İstasyon kedisinin insanın yüzüne dikkatlice bakıp sonra “of be yeter” der gibi kafasını çevirişine saygım var. Bırakıp gidemeyenlere ders olsun. İstasyonun üç bacasını bildiğim gibi bilirim gidemeyenleri. Ahmet, Şükrü ve Nuri! Şükrü en uzunları, başı dumanlı olanı… Onlar da bir yere gitmez, gidemez. Misal Nuri kimseden imdat beklemez.

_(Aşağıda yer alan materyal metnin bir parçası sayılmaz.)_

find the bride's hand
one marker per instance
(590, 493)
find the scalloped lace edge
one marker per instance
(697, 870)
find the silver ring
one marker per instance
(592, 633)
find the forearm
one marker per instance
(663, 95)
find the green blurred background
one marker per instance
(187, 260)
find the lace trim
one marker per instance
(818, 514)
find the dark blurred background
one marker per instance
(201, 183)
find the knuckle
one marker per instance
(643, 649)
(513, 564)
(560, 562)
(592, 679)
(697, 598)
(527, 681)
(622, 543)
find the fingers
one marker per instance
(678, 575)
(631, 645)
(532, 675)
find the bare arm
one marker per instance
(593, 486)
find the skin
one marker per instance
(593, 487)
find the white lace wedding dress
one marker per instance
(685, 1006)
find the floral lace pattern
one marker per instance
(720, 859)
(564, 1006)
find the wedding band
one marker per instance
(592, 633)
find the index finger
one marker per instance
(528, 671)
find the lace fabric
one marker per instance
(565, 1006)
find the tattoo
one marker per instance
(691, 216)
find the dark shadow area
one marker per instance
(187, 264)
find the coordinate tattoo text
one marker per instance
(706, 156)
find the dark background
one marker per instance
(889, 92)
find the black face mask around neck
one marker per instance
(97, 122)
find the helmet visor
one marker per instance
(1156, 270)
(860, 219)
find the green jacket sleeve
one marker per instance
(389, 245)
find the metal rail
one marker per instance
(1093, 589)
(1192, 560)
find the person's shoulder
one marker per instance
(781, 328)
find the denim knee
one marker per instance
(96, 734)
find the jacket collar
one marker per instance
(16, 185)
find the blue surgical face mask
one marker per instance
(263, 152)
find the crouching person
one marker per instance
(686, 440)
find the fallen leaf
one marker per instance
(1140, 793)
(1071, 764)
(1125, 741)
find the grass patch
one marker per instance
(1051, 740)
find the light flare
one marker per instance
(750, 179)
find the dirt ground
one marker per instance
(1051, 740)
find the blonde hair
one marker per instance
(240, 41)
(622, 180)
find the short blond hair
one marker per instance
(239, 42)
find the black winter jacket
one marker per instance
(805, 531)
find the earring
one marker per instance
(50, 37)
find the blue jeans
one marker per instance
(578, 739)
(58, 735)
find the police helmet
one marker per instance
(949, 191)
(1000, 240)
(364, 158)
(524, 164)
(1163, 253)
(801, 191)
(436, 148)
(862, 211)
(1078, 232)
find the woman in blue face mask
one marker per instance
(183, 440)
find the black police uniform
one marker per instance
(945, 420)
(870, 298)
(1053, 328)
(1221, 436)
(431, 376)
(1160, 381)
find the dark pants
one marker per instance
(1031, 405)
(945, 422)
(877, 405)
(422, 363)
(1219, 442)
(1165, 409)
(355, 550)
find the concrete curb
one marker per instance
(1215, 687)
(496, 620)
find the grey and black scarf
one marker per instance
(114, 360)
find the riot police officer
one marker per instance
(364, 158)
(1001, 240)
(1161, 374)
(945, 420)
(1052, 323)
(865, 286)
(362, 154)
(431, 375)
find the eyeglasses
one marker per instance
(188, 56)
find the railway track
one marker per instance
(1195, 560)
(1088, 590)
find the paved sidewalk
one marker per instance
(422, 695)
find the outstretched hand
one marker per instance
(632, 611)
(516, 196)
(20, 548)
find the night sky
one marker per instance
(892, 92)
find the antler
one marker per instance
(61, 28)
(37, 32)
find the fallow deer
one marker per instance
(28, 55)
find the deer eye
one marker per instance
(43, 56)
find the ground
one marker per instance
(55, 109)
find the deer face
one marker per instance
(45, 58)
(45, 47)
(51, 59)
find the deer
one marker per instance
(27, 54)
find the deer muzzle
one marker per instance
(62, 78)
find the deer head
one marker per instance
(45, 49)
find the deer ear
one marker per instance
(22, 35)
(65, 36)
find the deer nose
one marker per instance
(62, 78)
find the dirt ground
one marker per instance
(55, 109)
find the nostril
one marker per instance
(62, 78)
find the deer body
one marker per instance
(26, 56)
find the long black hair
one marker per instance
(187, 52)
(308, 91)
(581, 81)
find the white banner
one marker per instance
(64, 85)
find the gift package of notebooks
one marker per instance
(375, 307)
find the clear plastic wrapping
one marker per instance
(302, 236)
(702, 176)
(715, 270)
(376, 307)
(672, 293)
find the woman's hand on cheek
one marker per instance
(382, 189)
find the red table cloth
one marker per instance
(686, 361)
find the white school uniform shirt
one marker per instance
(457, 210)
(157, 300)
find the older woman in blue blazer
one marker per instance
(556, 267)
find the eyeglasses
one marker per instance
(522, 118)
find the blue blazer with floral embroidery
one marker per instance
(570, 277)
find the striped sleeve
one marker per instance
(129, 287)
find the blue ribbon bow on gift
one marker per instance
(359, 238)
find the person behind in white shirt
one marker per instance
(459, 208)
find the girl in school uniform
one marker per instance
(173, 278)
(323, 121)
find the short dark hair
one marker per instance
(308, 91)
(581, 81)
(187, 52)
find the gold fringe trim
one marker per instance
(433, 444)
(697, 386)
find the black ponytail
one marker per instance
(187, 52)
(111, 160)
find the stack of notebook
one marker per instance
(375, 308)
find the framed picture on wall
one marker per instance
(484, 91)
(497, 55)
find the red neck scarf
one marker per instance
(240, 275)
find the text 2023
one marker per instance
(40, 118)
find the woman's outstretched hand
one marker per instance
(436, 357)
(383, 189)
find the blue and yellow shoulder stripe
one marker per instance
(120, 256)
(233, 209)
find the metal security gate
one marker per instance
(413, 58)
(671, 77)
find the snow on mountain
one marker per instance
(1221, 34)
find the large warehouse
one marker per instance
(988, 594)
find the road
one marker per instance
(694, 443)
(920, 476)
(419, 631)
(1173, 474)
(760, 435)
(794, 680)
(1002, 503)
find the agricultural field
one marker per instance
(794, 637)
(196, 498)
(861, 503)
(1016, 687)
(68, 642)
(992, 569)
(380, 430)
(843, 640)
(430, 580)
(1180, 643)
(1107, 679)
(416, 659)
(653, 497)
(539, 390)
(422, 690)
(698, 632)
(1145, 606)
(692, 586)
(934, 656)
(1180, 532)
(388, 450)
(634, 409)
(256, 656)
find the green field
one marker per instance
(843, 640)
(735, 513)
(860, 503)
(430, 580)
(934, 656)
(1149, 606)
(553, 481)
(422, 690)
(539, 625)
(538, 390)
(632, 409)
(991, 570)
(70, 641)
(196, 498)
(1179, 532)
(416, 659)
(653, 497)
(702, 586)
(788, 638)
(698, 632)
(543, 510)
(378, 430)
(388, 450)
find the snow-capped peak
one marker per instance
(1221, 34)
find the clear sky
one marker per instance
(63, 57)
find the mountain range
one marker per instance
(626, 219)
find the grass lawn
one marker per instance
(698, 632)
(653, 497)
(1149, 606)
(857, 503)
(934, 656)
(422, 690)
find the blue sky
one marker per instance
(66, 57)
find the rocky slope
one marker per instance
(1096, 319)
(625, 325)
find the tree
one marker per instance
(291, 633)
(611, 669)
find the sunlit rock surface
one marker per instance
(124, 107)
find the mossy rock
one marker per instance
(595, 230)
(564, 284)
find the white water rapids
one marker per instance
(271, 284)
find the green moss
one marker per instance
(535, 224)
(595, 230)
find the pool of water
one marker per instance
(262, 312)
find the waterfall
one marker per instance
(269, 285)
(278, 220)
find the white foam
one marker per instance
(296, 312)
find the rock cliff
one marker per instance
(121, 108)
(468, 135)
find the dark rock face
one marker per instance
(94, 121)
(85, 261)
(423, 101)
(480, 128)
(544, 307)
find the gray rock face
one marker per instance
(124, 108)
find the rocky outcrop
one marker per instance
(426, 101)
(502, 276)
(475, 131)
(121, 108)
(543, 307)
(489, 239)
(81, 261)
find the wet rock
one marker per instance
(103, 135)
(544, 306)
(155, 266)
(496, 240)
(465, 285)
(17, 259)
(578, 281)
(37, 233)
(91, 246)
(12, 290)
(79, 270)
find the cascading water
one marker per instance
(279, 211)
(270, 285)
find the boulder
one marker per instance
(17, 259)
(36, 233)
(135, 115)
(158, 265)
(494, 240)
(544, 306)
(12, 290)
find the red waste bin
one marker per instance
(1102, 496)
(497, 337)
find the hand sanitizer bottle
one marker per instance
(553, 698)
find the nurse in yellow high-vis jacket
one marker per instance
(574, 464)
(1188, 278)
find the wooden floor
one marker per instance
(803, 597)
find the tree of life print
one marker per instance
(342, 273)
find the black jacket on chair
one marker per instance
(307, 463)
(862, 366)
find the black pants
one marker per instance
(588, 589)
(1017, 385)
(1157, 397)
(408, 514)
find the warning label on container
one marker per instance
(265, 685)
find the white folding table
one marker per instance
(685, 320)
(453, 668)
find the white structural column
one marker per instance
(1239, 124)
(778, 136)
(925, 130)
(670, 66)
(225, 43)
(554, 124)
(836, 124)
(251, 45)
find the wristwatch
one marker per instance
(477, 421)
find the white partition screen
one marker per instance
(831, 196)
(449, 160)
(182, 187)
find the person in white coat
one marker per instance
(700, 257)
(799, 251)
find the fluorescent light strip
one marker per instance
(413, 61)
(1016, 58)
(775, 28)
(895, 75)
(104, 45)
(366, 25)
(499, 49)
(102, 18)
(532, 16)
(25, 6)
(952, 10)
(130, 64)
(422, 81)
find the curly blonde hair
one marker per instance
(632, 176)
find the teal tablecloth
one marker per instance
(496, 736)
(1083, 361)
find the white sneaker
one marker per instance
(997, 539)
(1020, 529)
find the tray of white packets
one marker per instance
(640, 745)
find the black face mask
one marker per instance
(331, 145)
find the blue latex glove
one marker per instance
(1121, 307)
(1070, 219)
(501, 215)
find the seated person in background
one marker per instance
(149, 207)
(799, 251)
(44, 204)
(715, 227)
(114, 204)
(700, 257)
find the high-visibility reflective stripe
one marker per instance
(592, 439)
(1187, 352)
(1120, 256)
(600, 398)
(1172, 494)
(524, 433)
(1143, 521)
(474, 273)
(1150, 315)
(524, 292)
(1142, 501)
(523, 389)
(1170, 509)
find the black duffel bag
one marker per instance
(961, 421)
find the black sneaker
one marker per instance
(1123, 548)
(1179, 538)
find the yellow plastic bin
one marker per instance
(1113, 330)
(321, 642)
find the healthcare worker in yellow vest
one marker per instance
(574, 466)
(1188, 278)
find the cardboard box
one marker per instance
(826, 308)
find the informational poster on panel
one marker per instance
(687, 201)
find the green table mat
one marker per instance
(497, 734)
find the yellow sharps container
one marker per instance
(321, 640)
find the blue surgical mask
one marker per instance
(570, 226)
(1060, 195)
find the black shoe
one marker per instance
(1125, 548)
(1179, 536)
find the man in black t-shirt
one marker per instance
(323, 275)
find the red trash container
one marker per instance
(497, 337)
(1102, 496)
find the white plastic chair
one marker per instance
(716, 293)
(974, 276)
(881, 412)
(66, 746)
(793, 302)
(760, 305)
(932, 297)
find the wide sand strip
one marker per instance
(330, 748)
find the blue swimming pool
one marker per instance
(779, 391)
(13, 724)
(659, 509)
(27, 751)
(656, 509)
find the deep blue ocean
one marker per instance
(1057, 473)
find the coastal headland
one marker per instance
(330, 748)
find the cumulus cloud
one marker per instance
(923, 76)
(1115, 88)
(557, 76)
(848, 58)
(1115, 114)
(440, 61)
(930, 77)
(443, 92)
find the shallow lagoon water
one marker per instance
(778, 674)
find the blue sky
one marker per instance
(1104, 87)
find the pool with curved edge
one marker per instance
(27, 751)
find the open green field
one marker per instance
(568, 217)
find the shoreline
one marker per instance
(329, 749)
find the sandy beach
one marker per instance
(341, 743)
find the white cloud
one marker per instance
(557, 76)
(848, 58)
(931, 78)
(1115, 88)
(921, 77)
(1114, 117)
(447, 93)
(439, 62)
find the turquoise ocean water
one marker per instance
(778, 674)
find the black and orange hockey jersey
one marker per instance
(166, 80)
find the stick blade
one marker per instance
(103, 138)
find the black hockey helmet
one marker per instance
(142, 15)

Ben istesem giderim de yavruağzına aşığım ben… İstasyonun çatısındaki yavruağzına… Yoksa gidemediğimden değil hani.

“Hilmi abi, geç oldu kalksan artık?” Eli sopalı adam yine geldi. Trenin gidişi gibi uzadı sesi… Kara köpeğin havlaması gibi… Her akşam beni bu istasyondan kovalamaya çalışanların bensiz yapamayacağını iyi bilirim. Sen ne düşünürsen düşün. Ben olmasam burada işler yürümez. Çünkü gitmek istemeyenlerden ben anlarım. Onların dilini ben bilirim. Gezdirilen valizlerden, bilerek kaçırılan trenlerden, kapıya defalarca bakan gözlerden… Anlarım. Herkes istasyonları gidenlerin durağı zanneder oysa istasyon kalmak isteyenlerin yurdudur. Bir şeylerin düzeleceğine son kez inananların… İmdat çığlığı, siren sesiyle bastırılanların…

“Hilmi abi gözünü seveyim, kapatıyoruz bak. Burası değişecek başka bir şey olacak, gelme artık buraya... Kurban olayım gelme…” Vakit doldu bilirim. Yavruağzı boyalar kazınacak, ahşap pencerelerin yerini soğuk demirler alacak. Tahta iskemleler kalkacak, renkli plastikler oturacak. Ama ne olursa olsun istasyonun kocaman tahta kapısından gülümseyerek girecek biri var, bilirim. İşte o gün gitmeye karar verenlerden biri daha eksilecek. İstasyonun saati yine umuda dönecek.